Jochen Rieker
· 24.06.2024
What was significant about this protest because of rule 41 was that it was lodged by the organiser, not by the Transat CIC participants - not even by those who are competing most directly with Ollie Heer for the wild card for the last open starting place for the Vendée Globe.
So the solidarity among the skippers still seems to be intact. Or was it self-protection that nobody else complained about a breach of the rules? The fact is that it was a borderline case.
How here and here described in detail, a phone call between Ollie and his mental coach Wolfgang Jenewein was the reason for the protest. In it, the management consultant, who works in Switzerland, gave the sailor tips on how to deal with the overabundance of problems caused by a patent jibe and subsequent capsize on board his Imoca.
Heer was at his limit like never before in his career, during which he worked for several years as boat captain for British offshore star Alex Thompson. He had a boat full of water, initially no electricity, consequently no navigation, extremely limited opportunities to make phone calls to his team and, on top of that, several damages to the deck and his sails. Never before had he been "so down and out", he said later.
Because his team was worried about him, they asked Jenewein to encourage Ollie as soon as he was able to make satellite calls again. It was more of a trauma intervention than performance-enhancing advice, more counselling than performance-boosting.
Wolfgang Jenewein's recommendation was not to dwell on worries or lamentations, but to concentrate all his energy on working through the problems step by step according to their urgency and importance. The skipper wrote the quintessence of the conversation on his cabin wall: "Embrace this SHIT".
The organisers saw this as a possible breach of Rule 41, which prohibits outside help unless it is of a technical or medical nature. It is a frequently recurring dilemma, because where does "help" begin?
Does giving encouragement already fall under this, or is it still considered legitimate? Would the advice have been less critical if it had come from someone in Ollie's circle of friends or family instead of an experienced mental coach?
It is also a fact that the Imoca skippers do not live in a monastery of silence on their long, lonely courses. Thanks to an always-on satellite connection and WhatsApp, they are in constant contact with their team members, sponsors and relatives. If the conversation had been considered a breach of the rules and penalised, it would have sent shockwaves through the class. Because with such a strict interpretation, practically every skipper would be breaking the rules.
However, the jury ruled in favour of the sport. It recognised a technical and mental emergency that not only justifies support, but expressly permits it.

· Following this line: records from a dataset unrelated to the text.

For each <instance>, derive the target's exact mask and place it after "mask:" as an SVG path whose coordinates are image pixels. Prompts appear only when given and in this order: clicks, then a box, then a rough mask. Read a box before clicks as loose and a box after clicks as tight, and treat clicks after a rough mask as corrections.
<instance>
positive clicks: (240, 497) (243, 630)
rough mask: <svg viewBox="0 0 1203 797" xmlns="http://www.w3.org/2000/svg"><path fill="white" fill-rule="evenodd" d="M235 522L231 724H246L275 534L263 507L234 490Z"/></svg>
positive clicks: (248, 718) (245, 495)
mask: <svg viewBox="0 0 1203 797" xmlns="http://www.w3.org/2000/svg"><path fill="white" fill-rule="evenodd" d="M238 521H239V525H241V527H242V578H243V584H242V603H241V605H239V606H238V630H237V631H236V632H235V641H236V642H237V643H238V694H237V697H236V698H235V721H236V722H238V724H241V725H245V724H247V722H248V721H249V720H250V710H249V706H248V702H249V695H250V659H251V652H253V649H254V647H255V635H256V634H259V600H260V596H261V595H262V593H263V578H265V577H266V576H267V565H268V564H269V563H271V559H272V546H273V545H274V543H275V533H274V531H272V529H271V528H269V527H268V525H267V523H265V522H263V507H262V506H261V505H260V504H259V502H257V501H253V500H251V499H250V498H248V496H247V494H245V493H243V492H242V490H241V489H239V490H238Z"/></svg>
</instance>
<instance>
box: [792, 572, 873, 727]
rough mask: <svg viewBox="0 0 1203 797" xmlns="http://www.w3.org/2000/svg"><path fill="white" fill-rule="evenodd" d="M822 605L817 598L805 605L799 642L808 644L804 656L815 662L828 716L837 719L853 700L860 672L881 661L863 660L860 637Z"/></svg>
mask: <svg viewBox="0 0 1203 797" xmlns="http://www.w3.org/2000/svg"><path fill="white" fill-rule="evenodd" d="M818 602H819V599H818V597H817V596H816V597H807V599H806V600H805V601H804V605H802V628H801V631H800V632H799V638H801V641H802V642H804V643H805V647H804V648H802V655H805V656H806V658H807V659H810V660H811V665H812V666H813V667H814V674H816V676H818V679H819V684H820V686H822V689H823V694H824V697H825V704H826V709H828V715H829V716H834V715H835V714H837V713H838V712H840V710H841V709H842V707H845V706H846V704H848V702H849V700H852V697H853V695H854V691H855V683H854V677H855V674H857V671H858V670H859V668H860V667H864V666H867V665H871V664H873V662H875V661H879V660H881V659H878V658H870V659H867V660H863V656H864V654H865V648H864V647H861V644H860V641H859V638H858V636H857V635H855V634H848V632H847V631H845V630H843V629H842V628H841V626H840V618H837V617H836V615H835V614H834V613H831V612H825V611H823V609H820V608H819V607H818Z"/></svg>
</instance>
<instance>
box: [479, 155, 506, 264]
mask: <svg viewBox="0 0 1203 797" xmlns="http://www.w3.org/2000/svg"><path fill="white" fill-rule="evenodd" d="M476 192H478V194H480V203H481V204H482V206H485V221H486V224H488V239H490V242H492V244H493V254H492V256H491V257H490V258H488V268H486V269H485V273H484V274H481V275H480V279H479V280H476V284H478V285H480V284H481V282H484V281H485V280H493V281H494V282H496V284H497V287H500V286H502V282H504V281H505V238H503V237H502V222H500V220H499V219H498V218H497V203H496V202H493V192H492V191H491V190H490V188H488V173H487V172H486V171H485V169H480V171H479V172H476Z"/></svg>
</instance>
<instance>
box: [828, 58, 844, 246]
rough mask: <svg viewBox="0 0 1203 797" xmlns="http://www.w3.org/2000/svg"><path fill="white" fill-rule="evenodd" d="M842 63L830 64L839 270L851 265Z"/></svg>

It therefore dismissed the protest as unfounded.
Ollie Heer expressed his happiness and relief in an interview with YACHT late this afternoon. He had "a pretty good feeling" from the start that he would not be disqualified because of the call. "But of course it could still have been the case that an example was made of me."
This did not happen. Instead, the communication with his mental coach was assessed as a "medical assessment" in accordance with the rules. Heer's unembellished self-assessment illustrates just how overwhelmed he was by the consequences of the capsize: "At that moment, I had the mental capacity of a five-year-old." In the middle of the North Atlantic, still 1,300 nautical miles away from the finish line, he found himself sitting on a dysfunctional 60-foot boat with a handheld compass on the tiller until he could no longer keep himself awake. "I was totally overwhelmed."
He is just as happy about the jury's words as he is about the encouragement from other skippers. "Boris (Herrmann, the ed.) was the first person to send me a WhatsApp when he heard about the protest." The man from Hamburg wrote to him to say that he thought it was completely unfounded.
Despite the positive outcome, there remains a latent concern that all Vendée participants probably share. "It was a lesson for me," says Ollie Heer. "There is simply a large grey area when it comes to outside help. That's why I'll be even more careful in future than I have been in the past about who I talk to on the phone about which topics."
The Swiss remains in pole position for the wildcard as the 40th participant in the Vendée Globe after the protest was rejected. He has clocked up more qualifying miles than James Harayda and Francis Guiffant, who follow him in second place. Now he has to worry one last time. But his participation, which will be decided on 2 July, is actually just a formality now that the protest about the Transat CIC is off the table.
"We are now going into the refit and preparation with the mindset that I will get the starting place," says Ollie Heer. He sounds so full of confidence again, as if the knock-down never happened. He has also long since removed the slogan on his bulkhead. The only thing missing is a main sponsor. But he should be able to find one after this double comeback.